Public choice uses economic methods to analyze political decision-making. Too often, both “policy experts” and the general public perceive problems and conclude that the government should do something about them, without evaluating whether government intervention could actually make things better. Public choice examines how the political process actually works rather than relying on a hope that if things aren’t ideal, somehow government can improve them.
I have just published a short book that gives an introduction to the theory of public choice. It presents the fundamental models that underlie the discipline to describe the way the political process actually works. The book isn’t anti-government or pro-government. It just presents public choice models of the political process in a manner similar to the way that economic theory presents models of the way the market economy works.
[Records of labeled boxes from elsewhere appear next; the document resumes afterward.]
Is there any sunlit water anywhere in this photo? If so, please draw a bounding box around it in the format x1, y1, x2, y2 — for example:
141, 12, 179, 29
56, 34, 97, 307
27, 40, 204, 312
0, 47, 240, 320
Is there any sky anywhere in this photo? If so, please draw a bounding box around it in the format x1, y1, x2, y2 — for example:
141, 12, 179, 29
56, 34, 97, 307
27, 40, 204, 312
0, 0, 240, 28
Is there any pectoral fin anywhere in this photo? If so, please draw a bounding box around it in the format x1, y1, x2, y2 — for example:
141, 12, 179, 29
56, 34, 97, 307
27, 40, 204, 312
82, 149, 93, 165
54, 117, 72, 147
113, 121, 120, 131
From that analysis, it is apparent that sometimes even well-intentioned government intervention will make things worse.
For organizational purposes, my book divides the study of public choice into three major areas. The first is “Aggregating Voter Preferences,” which looks at how individual preferences are aggregated into group preferences through voting. The second is “Designing Public Policy,” which discusses the way that interest groups, elected officials, and government bureaucrats interact with each other to produce government policies. The third is “Constitutional Design,” which explains how the rules within which government decisions are made and how they evolve over time.
I am teaching an undergraduate Public Choice course at Florida State University starting in January. I’ve taught the course before, and one of my motivations in writing the book was that there was not a good textbook introduction to the subject.